Your very post which created this thread is proof of that mis-information and how it spreads, and how these 'stories' you read are all just secondhand information that serves no direct help to users, particularly when loaded with a conspiracy-based 'recommend' to disable something that has been designed to offer them protection in the case of a real disaster scenario.

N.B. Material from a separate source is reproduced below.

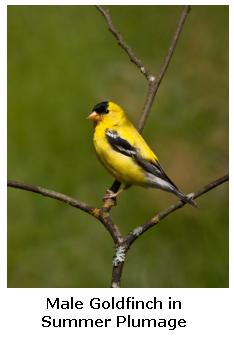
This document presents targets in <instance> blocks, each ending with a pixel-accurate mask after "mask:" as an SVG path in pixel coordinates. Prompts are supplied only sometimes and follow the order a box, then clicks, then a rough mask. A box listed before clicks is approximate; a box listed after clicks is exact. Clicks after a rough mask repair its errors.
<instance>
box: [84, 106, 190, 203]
mask: <svg viewBox="0 0 234 340" xmlns="http://www.w3.org/2000/svg"><path fill="white" fill-rule="evenodd" d="M88 119H90V120H92V121H94V135H93V142H94V147H95V149H96V153H97V155H98V158H99V160H100V161H101V163H102V164H103V165H104V166H105V167H106V169H107V170H108V171H109V172H110V173H111V175H113V176H114V177H115V178H116V179H117V180H118V181H119V182H121V183H122V184H124V189H126V188H128V187H129V186H131V185H139V186H143V187H153V188H158V189H162V190H165V191H168V192H171V193H173V194H175V195H176V196H178V197H179V198H180V200H181V201H183V202H185V203H189V204H191V205H194V206H195V205H196V204H195V202H194V201H193V198H192V196H186V195H185V194H183V193H182V192H181V191H180V190H179V189H178V188H177V186H176V185H175V184H174V183H173V182H172V181H171V180H170V178H169V177H168V176H167V175H166V173H165V171H164V170H163V168H162V166H161V165H160V163H159V161H158V158H157V156H156V155H155V154H154V152H153V151H152V150H151V149H150V148H149V146H148V145H147V143H146V142H145V140H144V139H143V137H142V136H141V135H140V134H139V132H138V131H137V129H136V128H135V127H134V126H133V124H132V123H131V122H130V121H129V120H128V118H127V116H126V114H125V112H124V110H123V109H122V108H121V107H120V106H119V105H117V104H115V103H113V102H111V101H104V102H101V103H98V104H97V105H95V106H94V108H93V110H92V113H91V114H90V115H89V116H88ZM122 190H123V189H122ZM122 190H119V191H118V192H117V193H113V192H109V193H108V195H107V197H109V198H113V197H116V196H117V195H118V194H119V193H120V192H121V191H122Z"/></svg>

Maybe if i hadn't argued the fact then someone else would've pointed to this thread as evidence that CPU's are severely affected if you enable encryption, and your machine will crash and burn, and apple are doing it all to stop people using spinning drives and that we MUST be safe than sorry and DISABLE ALL THEY RECOMMEND!!!! (joke!). Seriously, Be part of the solution, not the problem.

Quote:

Originally Posted by serr

I'm suggesting 'better safe that sorry' approaches to prevent disaster and erring on the side of caution. Operator is a thing for sure but it isn't reasonable to get dinged for it like I see going on with this current OSX release.

Yet you're quite happy to scare people into disabling such a useful feature. The better safe than sorry approach IS to enable encryption, it doesn't hit CPU, it offers privacy protection AND it's recommended by the OS creators, so you're towing the safest line possible there.

A 'DISASTER' is losing your data via theft or loss, another 'DISASTER' could be working against the OS recommendations in a way that may ostracise you, meaning that you're become the small percentage in the millions who may experience issues.

How an earth is working AGAINST guidelines considered safe?! i.e. How can a recommended box even be automatically ticked without your knowledge if you've already ticked it years ago?!